This new tech addresses a major problem with nuclear power. Spent nuclear fuel keeps piling up. Their study was published in Nature. It outlines how this approach could help generate clean energy for the future.
In a world increasingly looking for clean energy, nuclear power still holds major promise. However, it comes with one seriously sticky problem: radioactive waste that remains dangerous for thousands of years.
The innovation outlined in the new study is a high-tech system that utilizes powerful gamma rays, created at CERN’s Gamma Factory, to “transmute” long-lived radioactive waste into safer forms while also generating usable energy.

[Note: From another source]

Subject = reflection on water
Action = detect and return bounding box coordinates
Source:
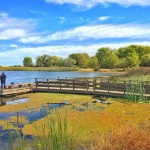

Nuclear fission is one of the most efficient and low-pollution power sources we have. It currently supplies about twenty-five percent of the world’s clean electricity.
But the leftover radioactive waste from the operation of nuclear reactors, particularly long-lived fission products (LLFPs), can remain dangerous for thousands of years. Safe disposal of spent nuclear fuel has become a growing challenge as nuclear power ramps up to meet clean energy goals.
The scientists are proposing a new system they call the Advanced Nuclear Energy System (ANES). It is powered by the Gamma Factory’s ultra-intense beams. These gamma rays generate a flood of neutrons that can trigger a reaction in LLFPs, transforming them into stable elements, a process called transmutation.
This reduces the long-term risk of radioactive waste and also produces thermal energy in the process.
The proposed ANES technology could generate up to five hundred megawatts of thermal power which is enough to supply its own energy needs and more. And because it doesn’t require separating isotopes beforehand, it is far more feasible than current alternatives.
What makes this discovery so revolutionary is its dual impact in handling nuclear waste. Over a twenty-year operation period, this system could reduce the effective half-life of dangerous isotopes from tens of thousands of years down to just one hundred years. That means significantly shorter cooling times and less risk for future generations.
The Gamma Factory’s photon-beam-driven system is more energy efficient than traditional proton-based methods, which require more power to operate. It still faces infrastructure and scaling challenges, but the potential is massive. This is especially true for countries looking to embrace nuclear power without inheriting a nuclear waste crisis.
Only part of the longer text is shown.